On the Buses

I’ve started a little project to look at availability of public transport across Manchester. To keep things easy to follow I’m going to split up the different elements of the project between blog posts.

First off, I want to know all the bus routes in Greater Manchester and I want to know which ones go where.

There are two elements to where: (1) where are the bus stops for each route and (2) which administrative ward of Manchester are they in. That’s what I’ll work out in this post.

The end product looks like this:

manchester_map
Administrative wards of Manchester colour-coded by number of bus routes

Pulling Out All the Stops

Transport for Greater Manchester (TfGM) show all the bus routes in Greater Manchester on this webpage. It looks like this:

routes

I’m going to pull the information from it using the Requests library and interpret that html information using the BeautifulSoup library. Both of these are pip installable.

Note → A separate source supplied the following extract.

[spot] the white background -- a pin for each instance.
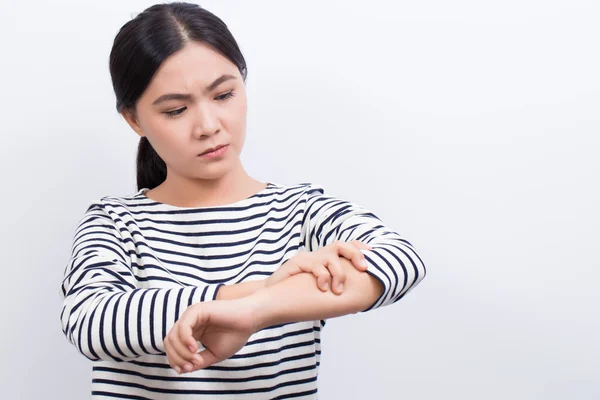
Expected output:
(471, 127)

First I’ll set the url I want to query:

 

# set base url:
base = "https://www.tfgm.com"
query = "/public-transport/bus/routes"

Then I’m going to extract the html:

 

# get html from webpage:
r = requests.get(base+query)
page = r.text
soup=bs(page,'lxml')

If you take a look at the html (I just right click and “inspect element” in the browser for speed) you can see that each of the rectangles that links to a bus route has the html classresult-button“.

We can use that to extract the list of bus route buttons from the html:

 

bus_routes = soup.findAll('a',attrs={"class":"result-button"})

Each of the buttons has two other attributes: “id” and “href“. The first of these is the bus name and the second is a link to another webpage that includes the details of all the stops for that bus and the timetable.

To extract that info we can write something like this:

 

buses = []
for each in bus_routes:

	bus = {}

	bus['route'] = each['id']
	bus['url'] = each['href']

	# --------------------------------------
	# I'll add other functions here later...
	# --------------------------------------

	buses.append(bus)

which makes a little dictionary containing the name and page link for each bus route, and then appends it into a list of bus routes.

If we want to get a list of bus-stops for each route we need to visit the page specified in the button ‘href‘. All these pages contain an html list of bus stops, each with a name and a (longitude, latitude).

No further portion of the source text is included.